T24 - Ünlü orkestra şefi Gürer Aykal, geçirdiği ameliyatın ardından anesteziden çıkmakta zorlandı. Bu sırada doktor arkadaşı arabesk bir şarkı çalınca ünlü şef gözlerini açtı!
Borusan İstanbul Filarmoni Orkestrası Onursal Şefi Gürer Aykal, geçen hafta geçirdiği ameliyatın ardından narkozdan uyanamayınca imdadına arabesk müzik yetişti. Milliyet gazetesinde yayımlanan haber şöyle:
Doktor arkadaşı, Gürer Aykal’a Hakkı Bulut’un şarkısını dinletti.
Sol elinin parmaklarını yeteri kadar kullanamayan ve bu nedenle piyano çalmakta zorlanan Aykal, Dr. Ayan Gülgönen’e başvurdu. Gülgönen 6 Ocak’ta, Gürer Aykal’ın ameliyatını yaptı. Aykal’ın yakın dostu Dr. Cihangir Çelik de ameliyatta hazır bulundu.
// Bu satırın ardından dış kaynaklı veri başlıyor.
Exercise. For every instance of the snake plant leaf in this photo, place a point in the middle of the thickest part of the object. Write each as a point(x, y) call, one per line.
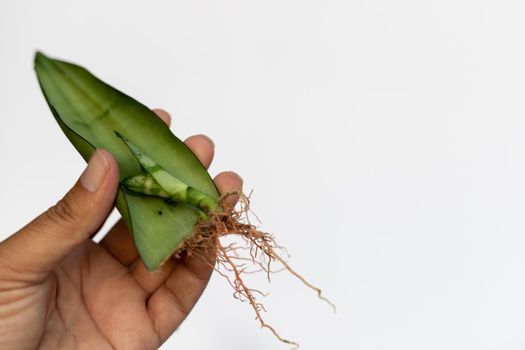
point(91, 114)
Ameliyat sorunsuz geçti ne var ki Gürer Aykal, anestezinin etkisinden çıkıp uyanmakta zorlandı. Onu iyi tanıyan Dr. Çelik, Aykal’ı uyandırmak için kendisine ameliyathanede arabesk müzik dinletmeye karar verdi. Hakkı Bulut’a ait olduğu iddia edilen şarkının ilk notalarıyla birlikte Aykal gerçekten de uyandı; hatta masadan kalkıp gitmeye çalıştı. Olayı doğrulayan Gürer Aykal, Milliyet’e şunları söyledi: “Yakın arkadaşım Cihangir’in bir şakası bu tabii. Beni çok iyi tanıyor ve öyle bir müzik çalınınca uyanacağımı biliyor. O anı net hatırlamıyorum, bayağı sersem gibiydim. Öyle bir müzik o durumda bile bana bu reaksiyonu verdirtti. İşte bu da müziğin gücü!”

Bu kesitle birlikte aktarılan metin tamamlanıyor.